En el calendario que teníamos en la cocina, varias semanas antes yo había marcado el lunes 22 de agosto con signos de pregunta y decía ¿Viaje? Ese parecía el día idóneo para viajar y aunque lo moví varias veces (del 10 al 15 y del 15 al 22) ese 22 se volvió cabalístico. Había que agarrarse a él y confiar que para ese día llegarían los pasaportes con las visas selladas.

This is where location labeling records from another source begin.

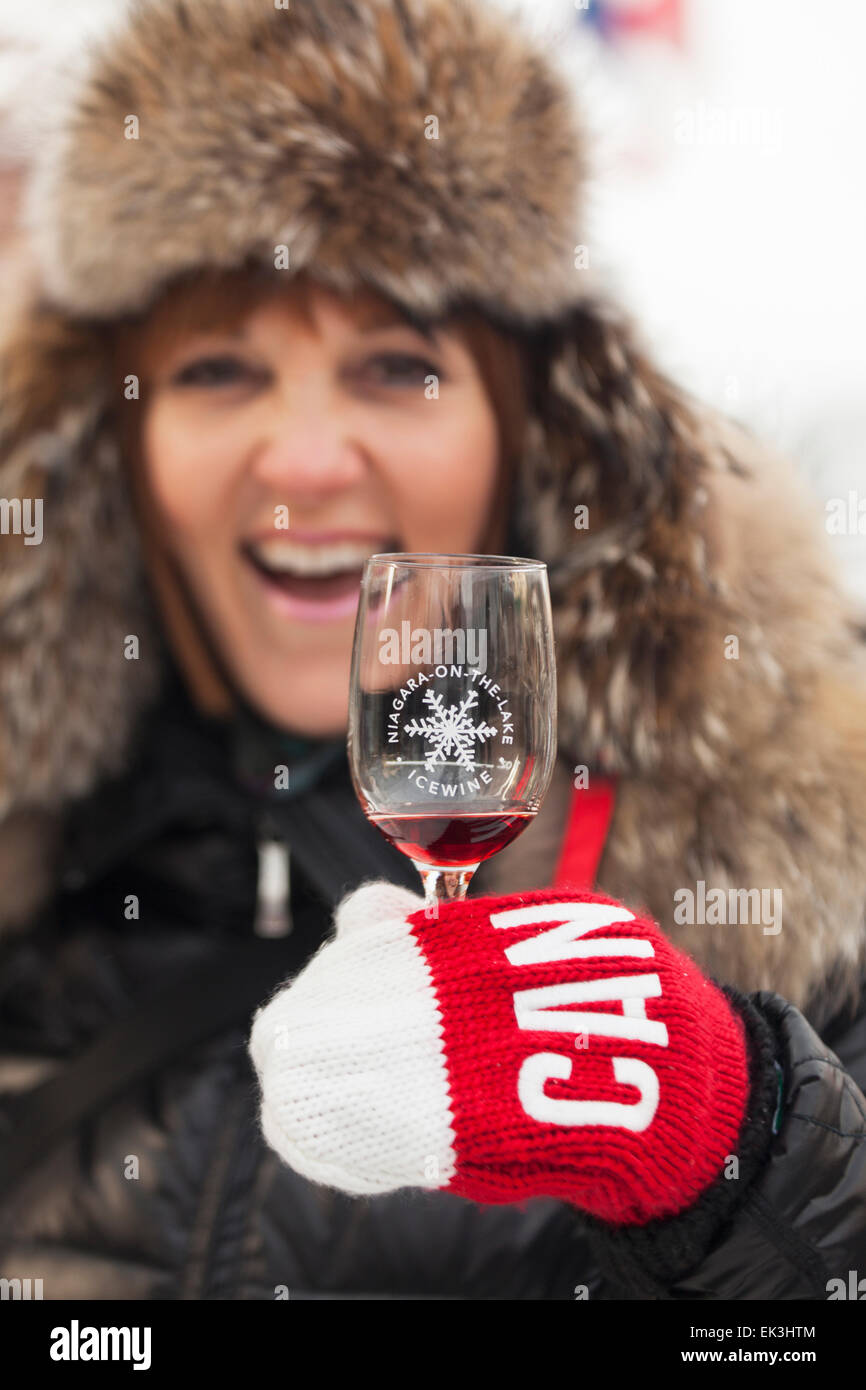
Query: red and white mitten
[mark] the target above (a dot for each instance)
(542, 1043)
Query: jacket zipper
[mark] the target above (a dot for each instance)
(273, 893)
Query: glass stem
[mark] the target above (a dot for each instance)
(444, 886)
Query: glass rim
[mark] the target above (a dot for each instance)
(453, 560)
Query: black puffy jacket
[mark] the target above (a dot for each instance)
(213, 1214)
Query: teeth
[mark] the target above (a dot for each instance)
(293, 558)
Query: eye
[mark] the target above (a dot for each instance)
(402, 367)
(223, 370)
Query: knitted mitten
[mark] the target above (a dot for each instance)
(544, 1043)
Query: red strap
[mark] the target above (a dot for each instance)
(585, 834)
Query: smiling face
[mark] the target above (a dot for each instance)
(323, 420)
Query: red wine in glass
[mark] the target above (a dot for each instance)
(452, 706)
(453, 840)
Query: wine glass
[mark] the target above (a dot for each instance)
(452, 712)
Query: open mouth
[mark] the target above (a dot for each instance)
(324, 574)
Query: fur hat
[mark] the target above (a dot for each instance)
(431, 150)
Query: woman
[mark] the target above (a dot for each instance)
(346, 293)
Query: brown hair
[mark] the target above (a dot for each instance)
(221, 299)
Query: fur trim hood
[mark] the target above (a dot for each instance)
(431, 150)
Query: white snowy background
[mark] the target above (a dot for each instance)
(727, 209)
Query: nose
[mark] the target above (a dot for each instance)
(309, 448)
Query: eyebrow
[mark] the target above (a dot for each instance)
(382, 316)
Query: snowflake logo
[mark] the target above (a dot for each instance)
(451, 731)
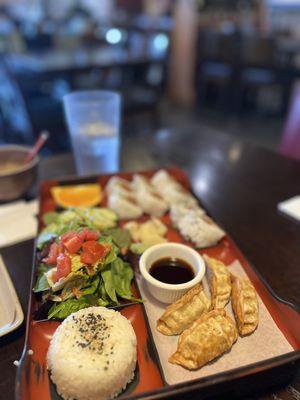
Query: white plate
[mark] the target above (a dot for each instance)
(11, 314)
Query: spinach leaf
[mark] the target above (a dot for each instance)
(121, 237)
(122, 276)
(103, 299)
(138, 248)
(92, 286)
(76, 281)
(50, 217)
(109, 284)
(63, 309)
(44, 238)
(41, 283)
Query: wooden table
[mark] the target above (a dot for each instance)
(238, 183)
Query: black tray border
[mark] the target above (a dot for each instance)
(292, 358)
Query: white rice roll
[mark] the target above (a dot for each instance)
(140, 181)
(202, 231)
(179, 210)
(124, 206)
(161, 179)
(147, 197)
(151, 203)
(175, 193)
(134, 230)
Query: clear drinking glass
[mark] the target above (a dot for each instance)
(93, 119)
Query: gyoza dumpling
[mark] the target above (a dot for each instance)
(201, 230)
(181, 314)
(124, 206)
(210, 336)
(220, 283)
(244, 303)
(118, 183)
(147, 197)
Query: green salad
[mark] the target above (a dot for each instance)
(81, 261)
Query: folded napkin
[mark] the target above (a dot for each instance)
(18, 222)
(291, 207)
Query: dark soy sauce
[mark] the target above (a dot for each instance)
(172, 270)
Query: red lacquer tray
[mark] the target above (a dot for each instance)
(33, 383)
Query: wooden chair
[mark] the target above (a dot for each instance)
(216, 65)
(290, 143)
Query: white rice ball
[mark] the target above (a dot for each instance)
(92, 354)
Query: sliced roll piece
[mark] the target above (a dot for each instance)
(147, 197)
(200, 229)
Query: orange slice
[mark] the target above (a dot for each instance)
(87, 195)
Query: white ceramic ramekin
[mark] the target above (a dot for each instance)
(165, 292)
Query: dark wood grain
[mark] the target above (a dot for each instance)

Esa fecha nos daba tiempo; el tiempo justo para dejar la casa en la que estábamos viviendo, para llegar a la casa en la que nos recibirían en Canadá; a tiempo para ubicarnos en la ciudad antes del inicio de clases del Armando en la Universidad, a tiempo para los últimos días del verano. La estación en la que todo el mundo te recomienda enamorarte de Canadá, porque luego el temporal hace que esa relación sea mucho más penosa.
Marque ese día con mucha intención y cuando ya tuve luz verde para comprar los pasajes sabiendo que si llegarían a tiempo las visas, fui a hacer la compra en línea y el lunes 22 era el único día en el que el precio era bajo, era la mitad del precio de los pasajes de cualquier otro día en agosto. Quince días antes y 15 días después, todos los días de la semana costaban el doble. El 22 era el día; fue el día.
*
Llegamos y de ahí en adelante, con el cambio de escenografía, todo empezó de cero en nuestras vidas, a mis 41 años, a los 56 años de mi marido, 11 y 8 de mis hijos. La vida que conocíamos se terminó el día en que ese contador de semanas y días en la aplicación de mi celular, marcó cero ese 22 de agosto.
Desde ahí el contador camina para adelante, los pasos ya no se recogen, se dan hacia lo inesperado de un futuro que apenas puedo predecir.
Estoy aquí, ahora, me digo cada mañana. Y esa es toda la certeza que tengo.